The selectmen appointed Kim Mahoney to the P&Z per that commission’s recommendation.
First Selectman Dave Barger reported that food scrap collection at the transfer station was 1,100 pounds in October and 1,500 pounds in November and December. Barger said he was pleased to be getting that much weight out of the municipal solid waste stream.
Registrar Susan Kelsey reported that preparations for the new early voting procedures are underway. She said the presidential primary elections April 2 are limited to voters registered as Democrats or Republicans and has four days of early voting, so the flow should be manageable, with early voters using the back door of Town Hall.

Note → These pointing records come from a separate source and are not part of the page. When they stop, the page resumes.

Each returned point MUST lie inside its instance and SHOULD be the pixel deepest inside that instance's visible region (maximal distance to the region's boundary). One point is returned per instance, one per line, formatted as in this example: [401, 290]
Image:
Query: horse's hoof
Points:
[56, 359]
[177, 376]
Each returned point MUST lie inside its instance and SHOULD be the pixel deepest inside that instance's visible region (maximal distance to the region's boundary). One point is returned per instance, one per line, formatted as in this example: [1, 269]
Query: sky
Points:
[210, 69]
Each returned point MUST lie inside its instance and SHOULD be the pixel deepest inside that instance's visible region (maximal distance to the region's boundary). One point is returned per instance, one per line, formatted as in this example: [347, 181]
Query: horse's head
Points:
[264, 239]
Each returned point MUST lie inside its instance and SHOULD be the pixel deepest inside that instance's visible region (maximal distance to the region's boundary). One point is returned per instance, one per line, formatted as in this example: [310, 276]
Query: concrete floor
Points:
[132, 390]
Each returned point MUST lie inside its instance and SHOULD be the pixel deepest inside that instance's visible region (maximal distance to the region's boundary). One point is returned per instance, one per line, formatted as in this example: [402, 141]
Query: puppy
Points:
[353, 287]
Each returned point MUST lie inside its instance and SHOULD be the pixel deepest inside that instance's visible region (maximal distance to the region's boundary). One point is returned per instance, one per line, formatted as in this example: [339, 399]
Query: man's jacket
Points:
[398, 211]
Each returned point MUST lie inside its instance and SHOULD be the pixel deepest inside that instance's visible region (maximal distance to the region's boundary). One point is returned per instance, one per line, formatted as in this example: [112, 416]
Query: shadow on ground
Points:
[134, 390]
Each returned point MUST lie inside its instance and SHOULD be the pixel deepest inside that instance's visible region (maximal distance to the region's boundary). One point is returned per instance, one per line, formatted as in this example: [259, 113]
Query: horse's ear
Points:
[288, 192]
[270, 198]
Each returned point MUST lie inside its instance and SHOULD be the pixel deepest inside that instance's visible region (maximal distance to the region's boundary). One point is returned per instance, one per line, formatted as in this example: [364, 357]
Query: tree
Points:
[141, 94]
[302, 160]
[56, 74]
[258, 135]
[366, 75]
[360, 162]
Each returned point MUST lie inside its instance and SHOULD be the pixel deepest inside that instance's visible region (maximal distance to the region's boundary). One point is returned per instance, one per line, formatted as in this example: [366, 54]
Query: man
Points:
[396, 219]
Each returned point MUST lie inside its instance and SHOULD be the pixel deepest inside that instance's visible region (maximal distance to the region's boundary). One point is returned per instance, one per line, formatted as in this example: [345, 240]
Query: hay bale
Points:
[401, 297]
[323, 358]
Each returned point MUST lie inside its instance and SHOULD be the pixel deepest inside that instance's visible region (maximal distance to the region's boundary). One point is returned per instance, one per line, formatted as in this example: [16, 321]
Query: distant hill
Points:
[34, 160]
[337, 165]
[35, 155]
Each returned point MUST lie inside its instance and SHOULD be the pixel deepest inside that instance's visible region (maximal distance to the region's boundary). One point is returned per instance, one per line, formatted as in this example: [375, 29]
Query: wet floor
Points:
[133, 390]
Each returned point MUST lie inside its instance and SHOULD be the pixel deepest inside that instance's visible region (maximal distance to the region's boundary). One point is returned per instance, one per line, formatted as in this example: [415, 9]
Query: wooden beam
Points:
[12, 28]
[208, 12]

The 2024 general election on Nov. 5 is open to all voters and has 14 days of early voting.
“That’s a big disruption” for Town Hall personnel, she said, adding that using another location such as the Senior Center would be difficult because it would require installing communications lines with the state.
But Kelsey was optimistic that the town would manage.
Barger noted that town departments and various outside agencies are submitting spending plans and funding requests. He said he has received several letters asking for more funding for the David M. Hunt Library. Selectman Judy Jacobs looked up the town’s contribution to the library in the current budget — $52,225.
The meeting opened with public comment from Sue Sweetapple of the Falls Village Inn, who said she is not satisfied with the town’s tree and snow plowing efforts over the last few years. She also said that nearby businesses were making nuisance complaints about the Inn:
“I feel we’re being harassed by other businesses around town.”
Laura Werntz spoke in support, saying the Inn is one of the few businesses that attracts visitors to town.
At another special meeting Wednesday, Feb. 14, the selectmen voted unanimously to confirm the appointment of Michelle Hansen as town treasurer/bookkeeper, with a term ending Dec. 31, 2027.